The promising results have Poggio and Serre thinking beyond immediate recognition. Poggio suspects that the model might apply just as well to auditory perception. Serre advances an even more daring speculation: that general object recognition is the basic building block of cognition. Perhaps that’s why we say “I see” when we want to indicate that we understand something.
Although extending their theory in these new directions will take some work, Serre and Poggio’s model has already begun to spread through both the AI and neuroscience communities at MIT. Electrical-engineering graduate student Stan Bileschi recently finished a doctorate that applied the model to scene recognition, which is the derivation of higher-order judgments – “it’s a farm!” – from the recognition of separate objects – a barn, a cow, a split-rail fence. Bileschi believes that general scene analysis will be critical to many real-world machine vision applications – surveillance, for instance.

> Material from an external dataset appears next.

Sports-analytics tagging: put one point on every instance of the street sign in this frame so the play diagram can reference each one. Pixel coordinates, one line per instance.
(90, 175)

Immediate recognition is the foundation of overall visual recognition, says Poggio, but it’s not all there is to it. There are many levels of recognition, and immediate recognition is one of the simplest. Depending on the context, an object might be identified as a toy, a doll, a Barbie, a reflection of American culture, a female, a representation of a girl with a weird growth disorder, and so on, down a long list. Similarly, in chess problems, recognizing the right move can take seconds or minutes or hours, depending on the configuration of the pieces. Presumably, as problems get harder, solving them requires recruiting higher levels of brain function – and that takes time.
An immediate-recognition model might solve the vision problems that have impeded the development of useful maintenance and construction robots. Or we might find that to be really useful, such robots need to be able to recognize both anomalies in the landscape and their causes. That type of recognition is clearly of a higher order.
The next step is to build recognition models that recruit more and more resources, and thus require more processing time. “We know how the model could be changed to include time,” says Serre. “This might bring us closer to thinking – just maybe.”